2. Beckett Media was baseball-only through the '80s

In the 1990s, there was no better way to attract a young boy's attention than with a sign that read "sports cards."

As Beckett grew through the 1980s, baseball cards were the company's bread and butter, which made sense because there were decades of good cards before then for people to evaluate. But other sports, such as football and basketball, had long card-collecting histories as well. The industry just hadn't matured to the point where they had big marketplaces for traders.
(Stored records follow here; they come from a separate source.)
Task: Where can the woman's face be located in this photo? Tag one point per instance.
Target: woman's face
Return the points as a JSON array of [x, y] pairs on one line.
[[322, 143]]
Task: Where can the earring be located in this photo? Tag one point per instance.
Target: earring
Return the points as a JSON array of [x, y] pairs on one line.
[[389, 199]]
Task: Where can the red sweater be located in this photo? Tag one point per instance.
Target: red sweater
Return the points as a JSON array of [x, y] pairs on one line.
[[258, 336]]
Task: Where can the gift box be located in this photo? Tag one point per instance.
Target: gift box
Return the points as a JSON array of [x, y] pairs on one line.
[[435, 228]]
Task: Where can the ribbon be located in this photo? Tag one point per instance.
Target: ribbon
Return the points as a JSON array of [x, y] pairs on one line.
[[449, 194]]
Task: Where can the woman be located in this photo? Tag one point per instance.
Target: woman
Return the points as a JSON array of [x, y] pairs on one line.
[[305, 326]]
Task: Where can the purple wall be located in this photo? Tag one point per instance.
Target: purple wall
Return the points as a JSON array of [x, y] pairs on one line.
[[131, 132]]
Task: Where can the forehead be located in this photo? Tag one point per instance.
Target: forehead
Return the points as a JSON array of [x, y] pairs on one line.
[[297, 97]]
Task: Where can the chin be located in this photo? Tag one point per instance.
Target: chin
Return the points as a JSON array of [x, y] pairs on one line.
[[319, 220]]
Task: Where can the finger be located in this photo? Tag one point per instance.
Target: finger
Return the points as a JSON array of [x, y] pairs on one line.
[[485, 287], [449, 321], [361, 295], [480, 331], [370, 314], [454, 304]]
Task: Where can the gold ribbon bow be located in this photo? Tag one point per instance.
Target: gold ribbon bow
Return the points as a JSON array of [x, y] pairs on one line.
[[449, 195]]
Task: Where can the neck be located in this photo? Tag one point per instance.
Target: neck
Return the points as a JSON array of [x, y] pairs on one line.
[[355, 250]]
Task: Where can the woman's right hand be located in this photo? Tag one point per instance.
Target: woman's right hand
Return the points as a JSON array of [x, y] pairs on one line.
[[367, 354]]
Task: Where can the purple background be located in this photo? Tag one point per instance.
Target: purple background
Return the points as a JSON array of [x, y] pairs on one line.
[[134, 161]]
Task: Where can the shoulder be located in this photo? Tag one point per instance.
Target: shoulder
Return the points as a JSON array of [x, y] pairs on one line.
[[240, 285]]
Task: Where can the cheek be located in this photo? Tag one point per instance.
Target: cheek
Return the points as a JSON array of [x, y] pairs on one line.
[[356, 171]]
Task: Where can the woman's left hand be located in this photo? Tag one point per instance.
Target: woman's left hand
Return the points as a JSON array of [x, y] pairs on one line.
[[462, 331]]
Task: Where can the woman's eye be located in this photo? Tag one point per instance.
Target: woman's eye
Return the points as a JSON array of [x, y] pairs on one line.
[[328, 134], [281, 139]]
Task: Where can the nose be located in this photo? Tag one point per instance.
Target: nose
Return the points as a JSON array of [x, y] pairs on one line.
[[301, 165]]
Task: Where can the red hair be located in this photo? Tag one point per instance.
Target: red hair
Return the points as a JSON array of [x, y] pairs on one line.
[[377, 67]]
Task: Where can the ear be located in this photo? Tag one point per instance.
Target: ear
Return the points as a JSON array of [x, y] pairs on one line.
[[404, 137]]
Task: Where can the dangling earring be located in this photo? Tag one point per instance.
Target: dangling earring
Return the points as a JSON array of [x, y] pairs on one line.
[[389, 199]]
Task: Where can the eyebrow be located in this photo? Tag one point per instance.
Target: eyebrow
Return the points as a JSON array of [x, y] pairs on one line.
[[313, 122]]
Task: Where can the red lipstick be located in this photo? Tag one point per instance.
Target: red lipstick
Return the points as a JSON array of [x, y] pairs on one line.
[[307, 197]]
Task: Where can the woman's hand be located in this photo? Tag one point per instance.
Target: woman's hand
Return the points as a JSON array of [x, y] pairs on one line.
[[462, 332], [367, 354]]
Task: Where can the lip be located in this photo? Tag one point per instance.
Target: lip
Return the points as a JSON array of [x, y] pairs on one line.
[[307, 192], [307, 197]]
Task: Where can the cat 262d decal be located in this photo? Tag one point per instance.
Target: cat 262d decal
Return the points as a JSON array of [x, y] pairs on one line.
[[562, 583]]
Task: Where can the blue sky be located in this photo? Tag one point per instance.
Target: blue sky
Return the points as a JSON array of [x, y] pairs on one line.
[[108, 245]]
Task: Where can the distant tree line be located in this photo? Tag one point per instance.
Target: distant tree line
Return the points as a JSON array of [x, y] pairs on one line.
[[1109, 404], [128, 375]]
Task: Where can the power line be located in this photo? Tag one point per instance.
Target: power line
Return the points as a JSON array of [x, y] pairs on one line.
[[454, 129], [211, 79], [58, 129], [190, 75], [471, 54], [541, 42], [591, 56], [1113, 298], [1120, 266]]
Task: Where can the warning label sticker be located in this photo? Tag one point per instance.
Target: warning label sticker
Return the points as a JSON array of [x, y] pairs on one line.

That all ended during a 10-month stretch as the '80s were coming to a close. In late 1989, Bo Jackson appeared on the first issue of Beckett Football Card Magazine. In May 1990, as Michael Jordan was heading toward the end of what would be his final season without an NBA title, his face (in mid-free throw concentration) graced issue #1 of Beckett Basketball Card Magazine. And Wayne Gretzky, with his flowing blond mane, was the natural choice to appear on the debut of Beckett Hockey Magazine in September 1990.

A new decade has come full circle, and Beckett Publications was positioning itself as the market leader in pricing not just baseball cards but all sports cards.

3. The pricing guides eventually made Beckett a lot of money

In 2008, after having cashed out from his sale of Beckett Publications, Beckett married Diane Burgdorf, who had been married for 18 years to Mark Thatcher, son of British prime minister Margaret Thatcher. And according to one Dallas-area real estate gossip blog, Beckett bought a $10.85 million, six-bedroom mansion around the same time in a nearly-all cash deal.

A couple of years later, Beckett purportedly sold the property at a loss of about $2 million -- or about 24 near-mint 1952 Mickey Mantle cards.

4. The magazines themselves also became collectibles

For a while, everyone was making money off cards, and a Beckett magazine was the fastest way to figure out how much.

OK, a confession: After all these years, my bookshelf still houses a few old issues of Beckett pricing guides from the mid-'90s, during my own personal card-collecting heyday. Even back then, the issues themselves -- especially baseball and basketball -- were known for their own perceived value. Maybe it was the high-gloss covers or original photography, but when you bought a new issue, you made damn sure to take good care of it.

Apparently, I wasn't alone. Online auction sites are filled with past issues from Beckett guides across all sports. My Basketball Issue #50 (Sept. 1994) with original artwork of Shaquille O'Neal? A measly $3, barely above list price. Even that Issue #1 with Michael Jordan on the cover won't cost you a Hamilton if you look around.

5. The card industry has declined, but Beckett Media is bigger than ever

The popularity of the print magazines is not quite what it used to be -- the baseball monthly alone used to circulate about 1 million copies, and now the combined 18 titles published by Beckett Media account for 1.1 million -- but the services offered by the company have grown just as the web has over the past 15 or so years. Now, Beckett can price far more cards online than it ever could in print form -- more than 2.6 million cards for baseball alone.

And the company -- which was sold in 2005 and renamed Beckett Media -- also offers an online marketplace, a card-grading service and auction services for anyone looking to sell their cards. And Beckett himself, who left as CEO when the company sold, still remains as a senior adviser and consultant.

Far fewer card enthusiats are out there today than 20 years ago, and these days most of them use Beckett's website to monitor the worth of their collections.  

Even if card collecting is off of its late-'90s peak, there are still hundreds of millions of sports cards that need grading every month. And for 30 years, no company has done it quite like Beckett.